Zemberek Boşaldı

Bugünkü nesiller pek bilmez, çok değil, geçen yüzyılın son çeyreğine kadar elle kurulan saatler kullanılırdı. Bu saatleri çalıştıran yaylı zemberek saatin dışında yer alan bir düğme ya da kelebekle kurulurdu. Bazen fazla gerilen zemberek kopar yay boşalırdı. Bu olay yani zembereğin boşalması, halk arasında aile içi gerginliklerden, sosyal ve siyasi gerginlikleri anlatmak, betimlemek için kullanılırdı. Zemberek boşaldı… AKP iktidarının her fırsatta yontup, kendi çıkarlarına uygun düzenlemelere giriştiği Adalet düzeneğinin de cılkı çıktı… Yıllarca tutuklu olarak cezaevlerine yatan, haklarında hükmün verilmediği ya da verilen hükmün Yargıtay’ca onanmadığı yüzlerce tutuklu salıverildi… Çünkü haklarında on yıldır bir karara ulaşılamamıştı. Müebbet yatması gereken katillerden, mafya babalarına kadar (adeta bir genel af çıkmış gibi) cezaevlerinden tahliye edildiler. Buna karşın Ergenekon vb. gibi sürüp giden davalarda üç yıldır tutuklu olarak cezaevinde tutulanlar salıverilmedi. Çünkü Yargıtay on yıl ve daha fazla tutuklu olanları mağdur olarak nitelenmiş, kararını o yönde vermişti.

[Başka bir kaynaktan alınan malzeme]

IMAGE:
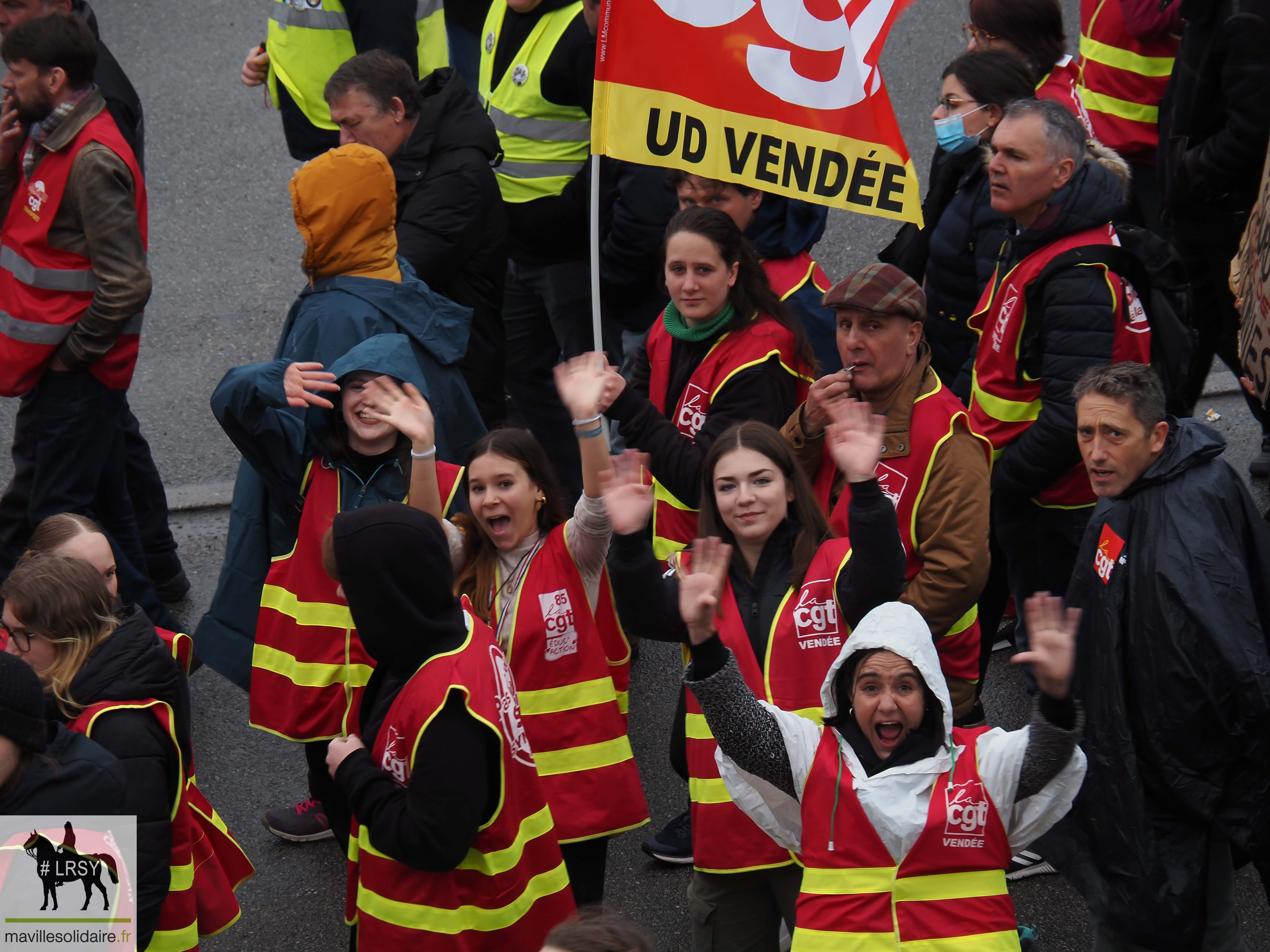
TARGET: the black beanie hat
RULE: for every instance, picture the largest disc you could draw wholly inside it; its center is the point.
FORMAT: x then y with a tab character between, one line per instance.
22	704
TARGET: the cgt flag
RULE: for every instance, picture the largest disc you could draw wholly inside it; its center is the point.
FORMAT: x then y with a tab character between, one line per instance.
783	96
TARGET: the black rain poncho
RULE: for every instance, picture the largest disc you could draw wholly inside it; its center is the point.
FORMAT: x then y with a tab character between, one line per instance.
1174	672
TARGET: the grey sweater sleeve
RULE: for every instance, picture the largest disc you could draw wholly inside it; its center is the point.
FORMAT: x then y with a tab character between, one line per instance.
1053	734
742	728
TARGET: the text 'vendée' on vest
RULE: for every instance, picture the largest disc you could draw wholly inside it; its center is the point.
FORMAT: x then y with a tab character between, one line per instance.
807	635
46	290
512	888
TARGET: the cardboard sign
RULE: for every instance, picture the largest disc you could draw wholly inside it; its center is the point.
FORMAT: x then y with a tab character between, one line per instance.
1250	281
783	96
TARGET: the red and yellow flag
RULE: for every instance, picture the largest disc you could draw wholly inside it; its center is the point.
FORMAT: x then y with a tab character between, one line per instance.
783	96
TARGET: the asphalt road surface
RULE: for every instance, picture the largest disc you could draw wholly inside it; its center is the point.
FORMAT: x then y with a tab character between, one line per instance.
225	257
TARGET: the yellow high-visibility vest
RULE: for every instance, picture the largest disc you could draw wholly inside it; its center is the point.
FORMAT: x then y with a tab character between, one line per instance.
544	144
309	40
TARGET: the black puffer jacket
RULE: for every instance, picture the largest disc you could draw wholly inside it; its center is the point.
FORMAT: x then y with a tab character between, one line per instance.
1215	121
1076	332
130	666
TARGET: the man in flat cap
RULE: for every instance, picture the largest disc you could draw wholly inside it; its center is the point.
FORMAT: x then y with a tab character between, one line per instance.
933	468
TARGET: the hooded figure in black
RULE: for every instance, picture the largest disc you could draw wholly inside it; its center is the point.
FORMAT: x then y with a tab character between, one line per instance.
395	572
1174	672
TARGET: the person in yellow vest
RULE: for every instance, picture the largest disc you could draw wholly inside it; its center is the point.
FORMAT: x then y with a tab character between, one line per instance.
904	823
933	466
454	847
371	442
537	75
1127	56
793	595
110	678
539	579
308	41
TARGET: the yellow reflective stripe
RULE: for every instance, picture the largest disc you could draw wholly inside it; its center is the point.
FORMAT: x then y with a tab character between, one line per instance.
309	675
966	621
984	942
1121	108
588	757
318	614
708	791
451	922
1126	59
182	878
817	941
844	883
1001	409
930	889
174	940
696	728
567	699
503	860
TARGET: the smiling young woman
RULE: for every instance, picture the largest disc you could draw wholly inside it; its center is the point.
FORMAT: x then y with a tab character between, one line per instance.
539	579
789	598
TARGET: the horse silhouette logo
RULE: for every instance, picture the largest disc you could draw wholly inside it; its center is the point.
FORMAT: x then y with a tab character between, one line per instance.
56	866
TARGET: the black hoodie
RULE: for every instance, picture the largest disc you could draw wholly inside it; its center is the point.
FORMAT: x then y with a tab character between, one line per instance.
394	565
1174	672
1072	331
130	666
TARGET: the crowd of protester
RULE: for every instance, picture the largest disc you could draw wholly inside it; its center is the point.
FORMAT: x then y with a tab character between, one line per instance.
455	518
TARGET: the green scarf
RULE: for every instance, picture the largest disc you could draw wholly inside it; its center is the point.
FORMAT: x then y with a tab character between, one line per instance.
679	329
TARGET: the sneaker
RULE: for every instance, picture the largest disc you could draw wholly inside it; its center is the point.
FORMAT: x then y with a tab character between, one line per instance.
674	845
1028	864
302	823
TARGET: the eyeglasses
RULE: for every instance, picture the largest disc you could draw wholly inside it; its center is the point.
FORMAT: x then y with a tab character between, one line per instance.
20	636
969	30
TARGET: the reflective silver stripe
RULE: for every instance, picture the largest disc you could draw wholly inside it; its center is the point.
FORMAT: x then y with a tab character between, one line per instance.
49	278
538	171
541	130
34	332
288	16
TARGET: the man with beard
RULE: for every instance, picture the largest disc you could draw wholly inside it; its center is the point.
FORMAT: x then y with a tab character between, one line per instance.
73	284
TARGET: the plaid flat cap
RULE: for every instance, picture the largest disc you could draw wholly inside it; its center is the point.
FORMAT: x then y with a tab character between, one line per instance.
882	289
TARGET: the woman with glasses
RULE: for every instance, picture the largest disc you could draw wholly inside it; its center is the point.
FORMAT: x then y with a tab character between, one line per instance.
953	256
1033	31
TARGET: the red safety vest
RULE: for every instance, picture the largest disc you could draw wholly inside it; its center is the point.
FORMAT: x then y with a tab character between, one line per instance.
208	864
1004	399
568	700
512	888
309	667
44	291
1122	81
675	525
948	893
806	639
905	482
1061	85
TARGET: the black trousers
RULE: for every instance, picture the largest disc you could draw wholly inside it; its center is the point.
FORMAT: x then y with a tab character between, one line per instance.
586	864
73	443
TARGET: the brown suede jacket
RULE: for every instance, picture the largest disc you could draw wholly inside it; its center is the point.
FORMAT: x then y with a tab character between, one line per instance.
953	518
97	219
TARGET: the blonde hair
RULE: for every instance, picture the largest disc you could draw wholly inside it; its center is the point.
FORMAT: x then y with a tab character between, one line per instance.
67	603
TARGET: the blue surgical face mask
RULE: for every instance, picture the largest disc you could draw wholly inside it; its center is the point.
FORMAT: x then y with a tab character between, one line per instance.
951	134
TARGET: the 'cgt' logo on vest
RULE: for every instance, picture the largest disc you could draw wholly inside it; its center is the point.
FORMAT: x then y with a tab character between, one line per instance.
693	413
1108	553
816	622
967	822
1004	315
558	618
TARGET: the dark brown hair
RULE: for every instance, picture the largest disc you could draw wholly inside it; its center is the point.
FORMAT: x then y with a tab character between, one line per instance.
751	294
477	579
813	529
1034	27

Son beş yıldır Türkiye’deki adli mercilerin uygulama, yorum, karar adı altında verdikleri hükümlere bir baktığımızda başlıkta yer alan “Zemberek boşalması” olgusuyla karşı karşıya kaldığımız çok açıktır. Eski Devlet Güvenlik Mahkemelerinin yerini alan “Özel Yetkili Mahkemeler” Türkiye halkının, aydınlarının, siyaset adamlarının başının üstünde sallanan bir demoklesin kılıcı gibidir. Hele kolluk kuvvetlerinin ve yargının Pensilvanya’da mekim bir “sözde halife”nin etkisi altında olduğu söylentilerine de kulak verirseniz durumun vehameti daha da artacaktır.

Zemberek böylesine boşalınca, bir de 2011 yılı ortalarındaki genel seçimin yargı güvencesi altında yapılacağı düşünülürse karşı karşıya kaldığımız tehlikenin boyutları daha da büyümektedir. Adil olan, cezaya dönüşmeyen tutukluluk süresi konusunda kafalar böylesine karışıkken, Yargıtay gibi bir kurumdan “10 yıl tutukluk”a adeta vize verilmesi düşündürücüdür.

Meşrutiyet döneminin en temel sorunlarından biri adalet sisteminin üzerinde siyasal erkin gölgesinin düşmesiydi. Özellikle sürgün kararları, sürülen insanların o uzak yerlerde telef olup gitmesi vicdanların kabul edemeyeceği bir şeydi. O günlerin en büyük korkusu “Tantuna gitmek” yani sürülmekti.

Şimdilerde ise “Özel yetkili mahkeme” bırakınız gerçek teröristleri, sıradan halkın bile tepesindeki asılı kılıçtır. Günümüzün “Tantuna” gidişi, özel yetkili savcıların iki dudağı arasındadır. Bir yanda düşün adamları, gazeteciler, siyaset adamları, askerler “Tantuna” giderken diğer yandan “Domuz Bağı” mucitleri tekbirle halay çekiyorlar. Orhan Gencebay’ın şarkılarını nasıl söylemezsin, “Batsın Bu Dünya”...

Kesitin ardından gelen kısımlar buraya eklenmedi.